Becca giggled. Cordelia Perkins was friendly and generous. She was also the biggest gossip this side of the Colorado. “Not any I can repeat,” she t
eased.
“I hope you didn’t give her any fodder,” he said more seriously.
“I didn’t.” Becca bolstered herself and pressed on. “She told us of several families that settled around the same time they did, near Clearhaven, a town about fifty miles to the northeast. She said one bore the name Emerson and asked if they were your kin.”
Seth’s face fell and he looked away.
Becca softened her voice but not her resolve. “I know this is a difficult subject for you, but is it possible? Could they be relatives of yours?”
He stared over her shoulder at the window for quite a long time. “They are.”
“Cousins...? An uncle?”
His gaze dropped to between them, but he still wouldn’t look her in the eye. “My parents.”

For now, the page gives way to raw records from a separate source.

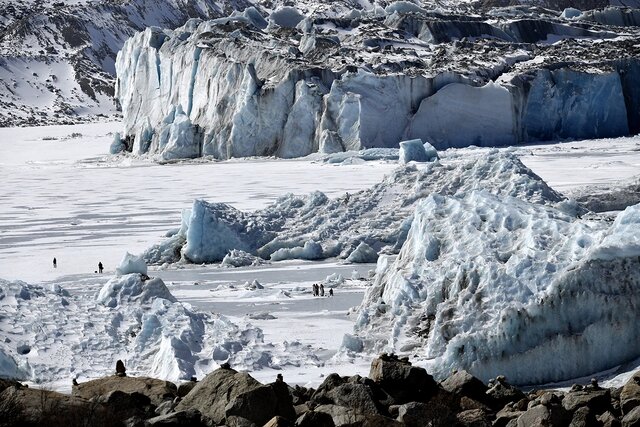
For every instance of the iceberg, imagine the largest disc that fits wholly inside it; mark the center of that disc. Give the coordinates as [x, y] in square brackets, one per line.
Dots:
[498, 285]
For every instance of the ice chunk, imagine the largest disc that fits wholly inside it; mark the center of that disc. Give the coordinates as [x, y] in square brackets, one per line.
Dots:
[287, 17]
[570, 13]
[131, 264]
[497, 285]
[131, 287]
[238, 258]
[311, 250]
[403, 7]
[432, 153]
[363, 254]
[214, 229]
[412, 150]
[9, 368]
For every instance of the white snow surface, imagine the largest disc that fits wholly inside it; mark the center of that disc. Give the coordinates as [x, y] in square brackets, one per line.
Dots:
[503, 286]
[317, 227]
[55, 335]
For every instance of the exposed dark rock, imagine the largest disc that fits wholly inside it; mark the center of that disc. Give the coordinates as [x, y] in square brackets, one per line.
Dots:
[126, 405]
[343, 416]
[608, 420]
[506, 415]
[185, 388]
[405, 383]
[630, 394]
[463, 383]
[350, 394]
[632, 419]
[278, 421]
[502, 393]
[583, 417]
[473, 418]
[597, 400]
[227, 396]
[437, 412]
[542, 415]
[188, 418]
[315, 419]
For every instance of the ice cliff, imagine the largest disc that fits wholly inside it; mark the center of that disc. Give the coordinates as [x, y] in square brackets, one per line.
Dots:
[290, 85]
[502, 286]
[47, 334]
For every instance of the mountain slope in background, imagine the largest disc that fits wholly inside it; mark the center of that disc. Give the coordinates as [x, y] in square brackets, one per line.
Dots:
[57, 57]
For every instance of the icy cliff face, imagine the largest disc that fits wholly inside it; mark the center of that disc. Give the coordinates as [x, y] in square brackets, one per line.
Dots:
[503, 286]
[316, 227]
[290, 84]
[58, 57]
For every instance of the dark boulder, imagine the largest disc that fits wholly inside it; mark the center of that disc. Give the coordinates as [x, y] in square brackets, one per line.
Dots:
[228, 396]
[473, 418]
[598, 401]
[630, 394]
[315, 419]
[463, 383]
[156, 390]
[544, 416]
[500, 392]
[188, 418]
[583, 417]
[632, 419]
[403, 382]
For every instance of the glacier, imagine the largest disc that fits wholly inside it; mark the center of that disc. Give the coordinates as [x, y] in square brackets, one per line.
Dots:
[498, 285]
[233, 87]
[315, 227]
[49, 334]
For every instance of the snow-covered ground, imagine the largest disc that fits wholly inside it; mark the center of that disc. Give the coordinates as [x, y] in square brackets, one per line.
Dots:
[62, 196]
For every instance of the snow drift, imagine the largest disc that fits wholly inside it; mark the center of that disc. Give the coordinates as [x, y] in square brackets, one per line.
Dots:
[48, 335]
[503, 286]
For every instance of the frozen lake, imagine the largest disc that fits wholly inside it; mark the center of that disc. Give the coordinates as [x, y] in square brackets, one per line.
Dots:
[62, 196]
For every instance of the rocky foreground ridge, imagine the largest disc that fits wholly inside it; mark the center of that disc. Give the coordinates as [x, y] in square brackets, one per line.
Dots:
[290, 83]
[395, 394]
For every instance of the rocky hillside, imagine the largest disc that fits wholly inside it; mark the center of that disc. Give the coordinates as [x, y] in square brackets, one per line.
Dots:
[297, 83]
[395, 394]
[57, 58]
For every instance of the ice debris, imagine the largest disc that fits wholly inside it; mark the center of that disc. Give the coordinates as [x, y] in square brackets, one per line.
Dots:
[316, 227]
[502, 285]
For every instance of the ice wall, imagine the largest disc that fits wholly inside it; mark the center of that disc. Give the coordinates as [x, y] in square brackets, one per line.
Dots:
[503, 286]
[227, 88]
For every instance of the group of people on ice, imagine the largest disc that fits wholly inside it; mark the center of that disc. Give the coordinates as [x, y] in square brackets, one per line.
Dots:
[318, 290]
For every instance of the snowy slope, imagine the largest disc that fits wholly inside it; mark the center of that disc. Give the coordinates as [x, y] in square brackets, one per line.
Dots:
[57, 58]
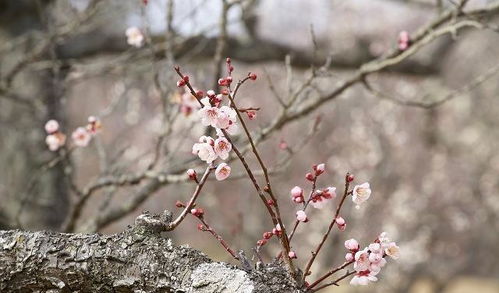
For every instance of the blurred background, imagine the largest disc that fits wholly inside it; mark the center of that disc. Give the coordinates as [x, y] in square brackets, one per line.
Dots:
[424, 132]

She wasn’t sure what to say. Seth claimed he’d had no contact with them for five years. How—
“I kept in touch with a couple of friends after I left home. One of them wrote to me when he moved west. On his way through my hometown, he discovered someone had bought my parents’ farm. The new owner told him where they’d gone.”
“Did he say if... Did he have news of your sister?”
Seth shook his head. “He didn’t mention her. He didn’t know to mention her. I never told him about— For Rachel’s sake, all that was kept quiet.”
Becca nuzzled his chest again and slid her arm around his waist.
He hugged her back. “I want to make a good life for you, but I don’t know what to do. If I don’t stay and help your pa—hell, maybe even if I do—he won’t be able to sustain the farm. If I find work, I’ll have to give him most of my earnings instead. It’ll take years to save enough to build a place of our own.” Seth made an exasperated sound. “If I thought he would speak to me, I’d go see my father and ask him for a loan, but I know that would be a waste of time and breath.
“I love you so much, I ache with the depth of it,” he said, his cheek pressed to her hair and his heart pouring out with his words. “But sometimes I wish, for your sake, you’d married Nathan. I should have searched for you longer. If you’d have come with me the first time, your intended might still have been free.”